Logo Bloomberg Technoz

“Secara teknis memang bisa memperluas ruang gerak investor global. Tapi jika faktor-faktor fundamental pasar belum kuat, penambahan waktu justru berisiko membuat sesi perdagangan jadi tidak efisien,” ujarnya kepada Bloomberg Technoz, Senin (16/6/2025).

Pandhu menambahkan bahwa pelaku industri seperti sekuritas dan emiten juga akan menanggung konsekuensi biaya operasional tambahan jika jam perdagangan diperpanjang. Hal ini perlu dihitung matang agar tidak menjadi beban baru bagi pasar yang masih dalam fase konsolidasi.

Lebih Baik Hapus FCA

Hal senada juga pernah disampaikan oleh Head of Research Kiwoom Sekuritas Indonesia, Liza Camelia Suryanata. Ia secara lugas menyebut langkah perpanjangan jam perdagangan “belum tentu efektif” dalam meningkatkan likuiditas.

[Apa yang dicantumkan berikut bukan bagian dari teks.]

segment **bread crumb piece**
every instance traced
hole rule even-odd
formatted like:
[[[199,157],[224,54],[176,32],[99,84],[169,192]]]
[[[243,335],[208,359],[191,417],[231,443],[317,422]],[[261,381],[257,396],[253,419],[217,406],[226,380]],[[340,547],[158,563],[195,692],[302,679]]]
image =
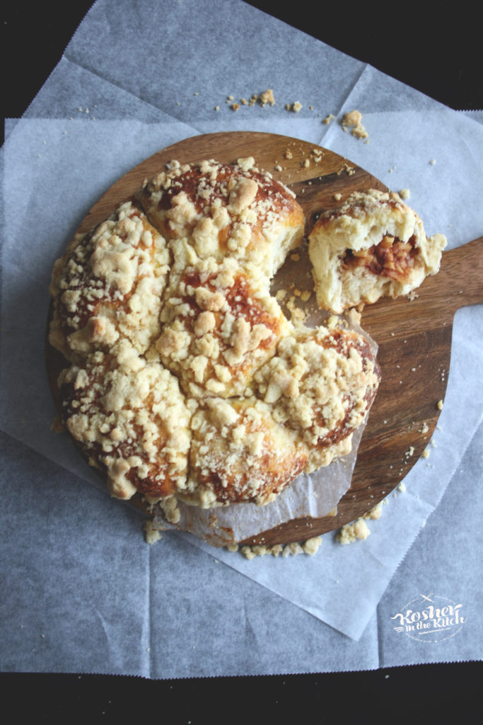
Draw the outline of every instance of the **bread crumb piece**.
[[[298,554],[303,554],[303,549],[298,542],[293,542],[291,544],[286,544],[283,547],[282,556],[287,558],[287,556],[296,556]]]
[[[267,103],[271,106],[275,105],[272,88],[267,88],[266,91],[260,94],[260,103],[262,106],[265,106]]]
[[[322,536],[312,536],[304,542],[293,542],[291,544],[274,544],[273,546],[264,546],[261,544],[255,544],[253,546],[243,546],[240,550],[243,556],[251,560],[256,556],[266,556],[271,554],[272,556],[277,557],[282,554],[283,558],[288,556],[296,556],[298,554],[306,554],[308,556],[314,556],[319,550],[322,543]],[[228,545],[227,548],[229,548]],[[236,551],[236,549],[229,549],[230,551]]]
[[[314,555],[316,554],[319,551],[322,543],[322,536],[312,536],[311,539],[307,539],[307,540],[302,544],[303,553],[308,554],[308,556],[314,556]]]
[[[152,521],[148,518],[144,524],[144,539],[146,544],[154,544],[162,538],[163,535],[159,529],[155,529]]]
[[[337,531],[335,538],[340,544],[352,544],[357,539],[367,539],[371,531],[364,518],[346,523]]]
[[[385,501],[386,500],[385,499]],[[371,518],[373,521],[376,521],[381,518],[381,514],[382,513],[382,502],[379,501],[379,503],[376,504],[370,511],[365,513],[363,518]]]
[[[64,433],[65,427],[64,423],[59,418],[59,415],[56,415],[52,420],[50,426],[51,431],[54,431],[54,433]]]
[[[369,138],[369,133],[363,126],[362,114],[360,111],[348,111],[344,114],[342,120],[342,127],[345,131],[352,129],[351,133],[356,138]]]

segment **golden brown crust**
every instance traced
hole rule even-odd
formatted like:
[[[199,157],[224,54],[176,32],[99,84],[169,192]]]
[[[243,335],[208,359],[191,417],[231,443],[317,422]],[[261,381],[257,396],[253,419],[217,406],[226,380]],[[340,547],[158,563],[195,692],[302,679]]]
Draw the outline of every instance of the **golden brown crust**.
[[[113,495],[264,505],[350,450],[374,355],[270,294],[303,222],[253,159],[172,162],[56,264],[62,418]]]
[[[427,237],[398,194],[354,192],[323,214],[309,236],[319,304],[340,314],[382,296],[407,294],[438,271],[445,246],[442,234]]]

“Itu cuma bikin tambah capek aja, belum tentu transaksinya tambah,” kata Liza, saat diwawancarai pada 27 Mei 2025 lalu.

Liza justru menyoroti berbagai kebijakan teknis yang dinilai turut membatasi ruang gerak saham, seperti mekanisme Unusual Market Activity (UMA) dan Full Call Auction (FCA).

Ia mencontohkan kasus saham Barito Renewables Energy (BREN) yang terkena FCA hingga menarik sorotan FTSE Russell dan berimbas ke indeks MSCI.

“Waktu kasus BREN kena FCA, sampai mendapat sorotan dari FTSE Russell, lalu merembet ke MSCI. Akhirnya itu justru mengecilkan kolam investasi kita dari fund manager besar,” jelasnya.

Ilustrasi Indeks harga saham gabungan (IHSG) di Bursa Efek Indonesia (BEI). (Dok: Bloomberg)

Menurut Liza, yang paling penting bagi investor institusi bukan soal jam buka pasar, melainkan ketersediaan likuiditas dan kebebasan pasar itu sendiri.

“Buat fund manager, yang penting itu likuiditas. Bukan soal jam buka toko diperpanjang, tapi barang dagangannya itu-itu lagi, terbatas, dan banyak aturannya,” ujarnya.

Tak hanya pelaku pasar, akademisi pun melihat rencana ini dengan kaca mata kritis. Guru Besar Fakultas Ekonomi dan Bisnis Universitas Indonesia (FEB UI), Budi Frensidy, menekankan bahwa banyak cara lain yang lebih murah dan lebih berdampak langsung terhadap volume transaksi.

“Kalau pun transaksi naik karena perpanjangan jam perdagangan, tidak tahu pasti signifikan atau tidak,” ujar Budi.

Ia mengingatkan bahwa kebijakan ini membutuhkan dukungan sistem dan sumber daya tambahan yang berpotensi menimbulkan biaya besar. Oleh sebab itu, perlu kajian mendalam untuk menakar cost and benefit dari perubahan tersebut.

“Alih-alih memperpanjang jam perdagangan, penghapusan FCA, UMA, haircut, dan aturan-aturan yang kurang masuk akal bisa jauh lebih efektif dan murah,” tegasnya.

Sementara itu, BEI menyebut kebijakan ini mencontoh dari bursa besar seperti New York Stock Exchange (NYSE) yang memiliki sesi pre-opening dan pre-closing panjang. Namun, menurut Liza, kondisi pasar domestik berbeda jauh dari NYSE. Ia justru menilai China sebagai contoh yang lebih relevan.

Ia mencontohkan stimulus besar-besaran yang digelontorkan pemerintah Tiongkok untuk mendorong pasar modal, seperti penggabungan fasilitas swap senilai 500 miliar yuan dengan pembiayaan buyback saham 300 miliar yuan, menjadi satu paket sebesar 800 miliar yuan atau setara Rp1.760 triliun.

“Kita mungkin gak ada uang sebanyak itu. Tapi intinya tetap, yaitu stimulus atau insentif harus ke arah memperbesar likuiditas pasar, bukan sekadar buka lebih lama,” kata Liza.

Dari sisi pelaku industri, beban operasional juga menjadi kekhawatiran utama. Penambahan jam perdagangan dinilai akan menuntut penyesuaian infrastruktur sistem dan jam kerja SDM di seluruh lini pasar modal.